Tuesday, April 24, 2007
Tevrizian Retires From U.S. Bench for Private Judging and Teaching
By TINA BAY, Staff Writer
Recently retired U.S. District Judge Dickran M. Tevrizian said yesterday that his long-term future plans are to serve as a neutral for JAMS and a professor at the University of Southern California.
It is “time to step aside now and enter the private sector,” the 66-year-old jurist, who left his federal court post at the Central District of California last Thursday after serving there 21 years, told the MetNews.
“I learned that we have the best judicial system in the world, and I was proud to be part of it for so many years,” he said, noting that his 31 years as a judge—including his tenure on the Los Angeles Superior Court from 1978 to 1982 and municipal court from 1972 to 1978—was “sufficient time for public service.”
He has enjoyed his experience on the bench, Tevrizian, who is the first Armenian American ever to have served as a federal judge, added.
JAMS President and CEO Steve Price said in a statement yesterday that his company was “thrilled” to welcome the former federal bench officer to its panel of mediators and arbitrators.
“He is highly respected and well known for his exceptional skill in resolving the most difficult cases,” Price remarked.
In addition to handling matters for the nation’s largest alternate dispute resolution provider, Tevrizian said he plans to teach at USC, where he earned both his law and undergraduate finance and accounting degrees. He will most likely take on a business law class at its business school and a trial practice course in its law school, he said, noting the university has offered him both a professorship as well as the Judge Robert Widney chair.
Tevrizian, at age 31, was appointed to the federal bench in 1985 by then-president Ronald Reagan, who had also named him to the Los Angeles Municipal Court while Reagan was governor of California. He was named to the Superior Court by then-Gov. Jerry Brown.
As a district judge, Tevrizian presided over many notable cases, including the recent case of two men with Russian mafia ties who were convicted and sentenced to death for running a kidnapping-for-ransom scheme that resulted in the deaths of five Los Angeles residents.
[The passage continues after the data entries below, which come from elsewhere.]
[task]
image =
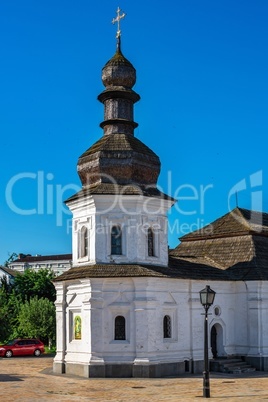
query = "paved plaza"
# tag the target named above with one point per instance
(31, 379)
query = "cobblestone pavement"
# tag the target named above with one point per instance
(31, 379)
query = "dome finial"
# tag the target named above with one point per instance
(118, 33)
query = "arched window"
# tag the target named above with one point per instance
(83, 242)
(116, 240)
(150, 237)
(119, 328)
(167, 326)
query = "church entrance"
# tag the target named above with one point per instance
(216, 341)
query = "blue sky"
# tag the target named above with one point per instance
(202, 74)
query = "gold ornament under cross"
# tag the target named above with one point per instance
(117, 19)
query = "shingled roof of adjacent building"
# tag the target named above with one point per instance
(236, 243)
(237, 222)
(178, 268)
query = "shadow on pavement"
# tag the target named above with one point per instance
(8, 377)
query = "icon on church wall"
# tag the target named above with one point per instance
(77, 327)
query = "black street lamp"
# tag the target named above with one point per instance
(207, 296)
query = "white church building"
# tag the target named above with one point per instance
(129, 306)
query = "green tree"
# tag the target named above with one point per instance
(37, 318)
(9, 308)
(35, 283)
(12, 257)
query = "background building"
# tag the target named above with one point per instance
(57, 263)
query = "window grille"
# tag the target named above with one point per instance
(120, 328)
(116, 240)
(150, 242)
(83, 242)
(167, 326)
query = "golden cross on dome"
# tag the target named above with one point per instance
(117, 19)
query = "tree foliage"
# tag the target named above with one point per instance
(37, 319)
(12, 257)
(27, 306)
(35, 283)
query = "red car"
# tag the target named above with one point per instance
(22, 347)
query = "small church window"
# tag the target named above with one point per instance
(120, 328)
(83, 246)
(116, 240)
(150, 237)
(167, 326)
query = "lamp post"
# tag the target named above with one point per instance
(207, 296)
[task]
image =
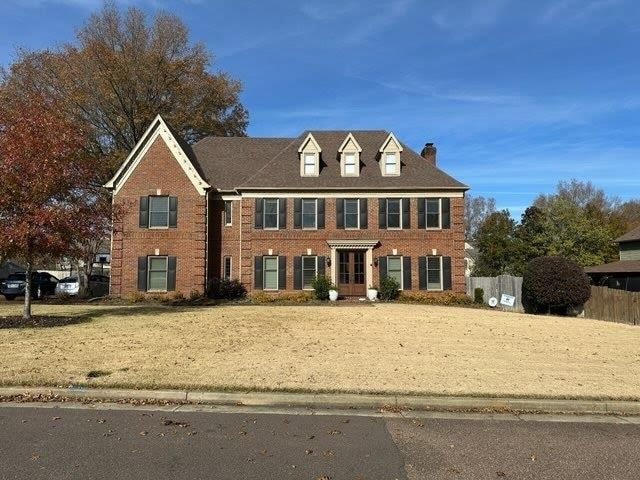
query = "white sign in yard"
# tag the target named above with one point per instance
(507, 300)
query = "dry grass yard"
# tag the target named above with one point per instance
(380, 348)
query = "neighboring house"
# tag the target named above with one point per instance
(276, 212)
(624, 274)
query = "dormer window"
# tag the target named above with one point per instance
(309, 157)
(350, 157)
(390, 156)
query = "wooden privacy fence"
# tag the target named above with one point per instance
(613, 305)
(496, 286)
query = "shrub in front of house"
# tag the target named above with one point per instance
(389, 288)
(321, 286)
(222, 288)
(554, 285)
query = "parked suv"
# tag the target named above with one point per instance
(42, 284)
(98, 286)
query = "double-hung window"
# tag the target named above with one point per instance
(394, 269)
(157, 274)
(270, 272)
(394, 213)
(391, 164)
(352, 213)
(433, 213)
(309, 271)
(434, 273)
(228, 210)
(350, 165)
(158, 212)
(309, 213)
(310, 165)
(271, 212)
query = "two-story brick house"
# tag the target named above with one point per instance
(276, 212)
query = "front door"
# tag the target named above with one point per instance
(351, 272)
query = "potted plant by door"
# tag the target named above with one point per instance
(372, 293)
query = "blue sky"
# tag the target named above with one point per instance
(517, 95)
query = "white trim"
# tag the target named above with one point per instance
(126, 169)
(351, 194)
(309, 138)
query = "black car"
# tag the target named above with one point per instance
(41, 284)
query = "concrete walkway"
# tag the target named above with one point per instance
(390, 403)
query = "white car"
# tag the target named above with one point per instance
(98, 286)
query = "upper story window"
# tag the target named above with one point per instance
(309, 152)
(349, 152)
(158, 211)
(390, 156)
(271, 211)
(228, 211)
(309, 213)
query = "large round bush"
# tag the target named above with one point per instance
(554, 285)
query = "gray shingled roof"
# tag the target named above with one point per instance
(632, 236)
(274, 163)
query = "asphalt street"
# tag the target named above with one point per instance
(40, 442)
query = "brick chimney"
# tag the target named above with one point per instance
(429, 153)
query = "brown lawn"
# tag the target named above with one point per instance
(360, 348)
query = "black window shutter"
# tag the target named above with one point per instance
(143, 221)
(382, 213)
(406, 273)
(339, 212)
(258, 213)
(297, 213)
(446, 213)
(173, 212)
(422, 273)
(422, 219)
(321, 213)
(382, 267)
(364, 222)
(282, 273)
(282, 219)
(322, 261)
(406, 212)
(142, 274)
(257, 273)
(171, 274)
(297, 273)
(446, 273)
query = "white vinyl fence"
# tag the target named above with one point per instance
(497, 287)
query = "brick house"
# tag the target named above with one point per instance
(276, 212)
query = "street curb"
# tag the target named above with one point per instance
(332, 401)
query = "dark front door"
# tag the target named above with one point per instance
(351, 272)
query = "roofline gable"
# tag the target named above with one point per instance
(346, 142)
(386, 142)
(309, 138)
(157, 128)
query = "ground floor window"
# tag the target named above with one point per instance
(157, 274)
(434, 273)
(226, 268)
(309, 271)
(270, 272)
(394, 269)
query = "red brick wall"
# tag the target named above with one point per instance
(411, 242)
(158, 169)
The victims’ bodies were discovered by authorities in a Northern California reservoir.
Amy Powell, Tevrizian’s former law clerk for 10 years, said that in addition to handling many complex cases, the judge was also “known for a being a great mediator.”
“Other judges and attorneys would seek him to settle their cases,” she said, describing his willingness to offer help and his success in achieving settlements for both the court and for lawyers.
According to JAMS, he resolved approximately 10,000 cases while serving on the bench, and participated in negotiations for hundreds of cases involving a wide variety of issues, including business, entertainment, environment law, intellectual property, personal injury and professional liability.
Before Tevrizian was named the federal bench, he worked for one year as of counsel to Lewis, D’Amato, Brisbois & Bisgaard in Los Angeles. From 1982 until 1985, he was a partner in the local office of what was then Manatt Phelps Rothenberg & Tunney.
Prior to his state court appointments, Tevrizian worked in Kirtland & Packard’s Los Angeles office beginning in 1966, when he was admitted to the State Bar.
Tevrizian was born and raised in Los Angeles, graduating from what were then known as Wilton Place Grammar School and John Burroughs Middle School, and then Los Angeles High School.
Tevrizian has received numerous awards and honors for his work while on the judiciary, such as the Los Angeles County Bar Association’s 2005 Emil Gumpert Award for promoting ADR and the 2002 Maynard Toll Award for service to the underprivileged from the Legal Aid Foundation of Los Angeles.
He also received the 1994-1995 Trial Jurist of the Year Award from the Los Angeles County Bar Association and the 1987 Trial Judge of the Year Award from the California Trial Lawyers Association.
Among his community activities, Tevrizian currently serves on the Board of Directors of the Armenian General Benevolent Union, which promotes Armenian heritage around the world, as well as the Glendale Memorial Hospital Foundation and UCLA School of Public Policy. He has also served on the boards of the Good Shepherd Home for homeless women, Los Angeles High School, QueensCare Health Foundation, and the Armenian Eye Care Project.
In a previous MetNews interview, Tevrizian, whose daughter is a physician, said he was most proud of his involvement in efforts to help provide quality medical care to the working poor.